BBC “liberal bias” to be investigated
Posted by admin978 on October 12, 2012 · Leave a Comment
The BBC has announced that it will hold an internal investigation into allegations that the Corporation has a built-in bias over the issues of immigration, religion and Europe.
BBC Trust chairman Lord Patten said:
“It’s an acceptance that these are areas where people are particularly concerned that we should get it right.
“We’ve been criticised in those areas and we think it’s very important to listen to that criticism, not necessarily because it’s right but because it reflects real and interesting concerns.
“It’s an acceptance that these are areas where people are particularly concerned that we should get it right.

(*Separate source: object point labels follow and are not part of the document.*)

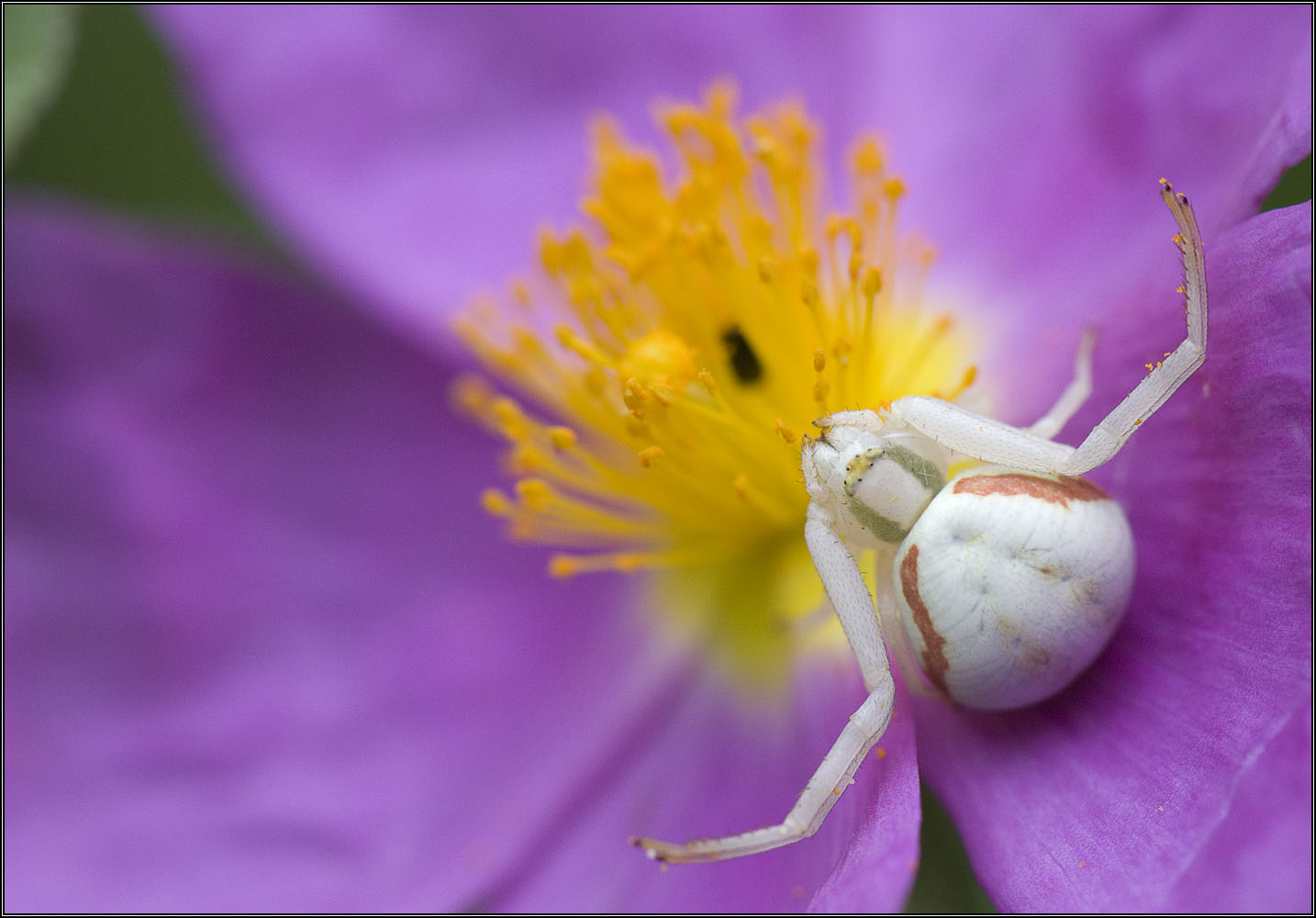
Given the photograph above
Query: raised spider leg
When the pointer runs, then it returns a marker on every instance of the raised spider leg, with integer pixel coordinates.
(854, 608)
(992, 442)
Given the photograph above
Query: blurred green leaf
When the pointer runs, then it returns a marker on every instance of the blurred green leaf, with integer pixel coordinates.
(945, 882)
(121, 135)
(1292, 187)
(37, 48)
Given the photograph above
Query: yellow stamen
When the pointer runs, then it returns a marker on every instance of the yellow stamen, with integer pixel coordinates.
(673, 348)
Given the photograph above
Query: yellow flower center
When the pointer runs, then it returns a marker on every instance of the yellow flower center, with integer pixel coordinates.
(672, 354)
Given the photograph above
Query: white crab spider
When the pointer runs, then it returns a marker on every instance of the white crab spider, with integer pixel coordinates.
(1009, 578)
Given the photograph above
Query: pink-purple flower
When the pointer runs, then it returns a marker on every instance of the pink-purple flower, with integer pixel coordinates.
(264, 652)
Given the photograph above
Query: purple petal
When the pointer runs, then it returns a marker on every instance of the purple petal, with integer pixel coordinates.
(264, 654)
(1145, 773)
(411, 153)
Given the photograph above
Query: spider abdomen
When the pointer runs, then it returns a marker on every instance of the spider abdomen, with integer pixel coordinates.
(1011, 584)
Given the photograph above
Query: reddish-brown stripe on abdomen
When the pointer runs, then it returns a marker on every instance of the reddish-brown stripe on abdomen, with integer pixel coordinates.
(1043, 488)
(934, 656)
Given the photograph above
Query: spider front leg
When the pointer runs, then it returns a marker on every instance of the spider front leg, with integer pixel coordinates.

“We’ve been criticised in those areas and we think it’s very important to listen to that criticism, not necessarily because it’s right but because it reflects real and interesting concerns.”
It’s very unlikely that this investigation will amount to anything – not least because the problem is not really at the BBC, but with our entire establishment political culture.
More than sixty years ago this establishment effectively abandoned the defence of British (or real European) identity, with the beginning of an inexorable drive towards the multiracial society and the European Union.
The likes of Lord Patten – in theory a Conservative politician but thoroughly signed up to the “liberal” consensus, as much if not more than any Labour equivalent – are part of the problem. Among many other roles, Patten is for example co-chairman of the International Crisis Group, which seeks to promote a liberal pro-Zionist approach to international affairs and has operated in the shadows during the Arab Spring.
The last time there was an internal BBC investigation of institutional bias it was at the instigation of the Zionist lobby, who successfully bullied the Corporation into adopting an even more pro-Israeli news agenda.
This coincided with the arrival of BBC Director-General Mark Thompson – married to Jewish-American Jane Blumberg. An old school friend of Thompson’s arranged a secret meeting with Israeli arms dealer and lobbyist Poju Zabludowicz, which led to a further meeting with then Israeli Prime Minister Ariel Sharon.
The BBC claims not to have any minutes of the meeting between its Director General and the Israeli Prime Minister, but among the evident changes in BBC policy was the Corporation’s banning of the Gaza Emergency Appeal broadcast, which had been endorsed by Britain’s leading charities in response to the Israeli attack on Gaza.
Mr Thompson has now left the BBC to take up a new job with another pillar of the pro-Zionist media, as Chief Executive of the New York Times.
Neither the New York Times nor the BBC is likely to address its overwhelming bias any time soon: fortunately the internet and satellite media allow other voices to be heard.